E102B || Winter 2016 || The Thinking Self Study Questions || Descartes

 

cogito

 

 

 

 

 

Descartes-Meditations

 

What does "I think, therefore I am" mean?

How can you characterize Descartes’ doubt?  What does it mean to say that Descartes’ method is a method of doubt?

Explain: The destruction of all past beliefs compels transformation.

Looking forward: How does Descartes's philosophical method anticipate Richardson's novelistic method? Hint: "writing to the moment."

Why does Descartes use the dream hypothesis and the “evil genius” hypothesis?

Descartes's trashing of the past has some equivalents in the fictions we read. What is the status of the past in Robinson Crusoe? Pamela?

Descartes's Meditator does not have a body for some time. Why is the temporary denial of the body important to his thinking? And what kind of bodies inhabit (or are imagined in) Robinson Crusoe? Pamela?

Why do you trust your senses? What do you trust your senses for?  Imagine the world y0u would you live in if you did not trust your senses.

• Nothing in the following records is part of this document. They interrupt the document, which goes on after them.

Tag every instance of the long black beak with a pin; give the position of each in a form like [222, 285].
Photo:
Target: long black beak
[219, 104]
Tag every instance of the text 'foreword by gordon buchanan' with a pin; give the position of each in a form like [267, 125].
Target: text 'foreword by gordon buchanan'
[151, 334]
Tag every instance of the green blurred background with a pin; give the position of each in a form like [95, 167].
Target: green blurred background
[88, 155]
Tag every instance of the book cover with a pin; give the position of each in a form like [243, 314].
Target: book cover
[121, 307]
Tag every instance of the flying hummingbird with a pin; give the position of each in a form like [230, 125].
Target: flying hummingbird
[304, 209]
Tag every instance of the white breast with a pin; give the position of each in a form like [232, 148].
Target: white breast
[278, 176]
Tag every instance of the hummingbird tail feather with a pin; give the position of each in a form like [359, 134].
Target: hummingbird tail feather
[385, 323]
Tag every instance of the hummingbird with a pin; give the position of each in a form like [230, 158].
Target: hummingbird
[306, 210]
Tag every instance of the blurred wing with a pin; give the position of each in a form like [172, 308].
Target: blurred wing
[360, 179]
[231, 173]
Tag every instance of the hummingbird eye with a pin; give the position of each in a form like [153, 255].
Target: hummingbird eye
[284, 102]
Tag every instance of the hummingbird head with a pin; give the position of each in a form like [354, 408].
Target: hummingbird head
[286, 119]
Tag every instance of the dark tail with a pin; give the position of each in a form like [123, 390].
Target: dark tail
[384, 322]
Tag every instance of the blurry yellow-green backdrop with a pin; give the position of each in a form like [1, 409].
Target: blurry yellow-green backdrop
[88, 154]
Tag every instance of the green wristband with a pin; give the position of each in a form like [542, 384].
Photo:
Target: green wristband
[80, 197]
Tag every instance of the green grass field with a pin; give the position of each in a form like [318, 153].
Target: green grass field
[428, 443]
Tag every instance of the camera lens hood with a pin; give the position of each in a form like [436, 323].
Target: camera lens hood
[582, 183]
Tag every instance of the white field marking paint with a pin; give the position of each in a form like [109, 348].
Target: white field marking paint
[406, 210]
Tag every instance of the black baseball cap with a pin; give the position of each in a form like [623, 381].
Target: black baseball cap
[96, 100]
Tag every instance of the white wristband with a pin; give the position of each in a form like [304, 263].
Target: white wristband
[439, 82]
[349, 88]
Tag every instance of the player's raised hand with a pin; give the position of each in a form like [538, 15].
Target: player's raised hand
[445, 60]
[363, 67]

What is the difference between trusting your senses in a pratical way and trusting them in a philosophical way?

Does the trustworthiness of the senses emerge as an important issue in the fictions we read?

Have you doubted your senses? Did you learn anything by doubting them?

Can you see any problem with Decartes's underlying assumptions?

What questions would you like to ask?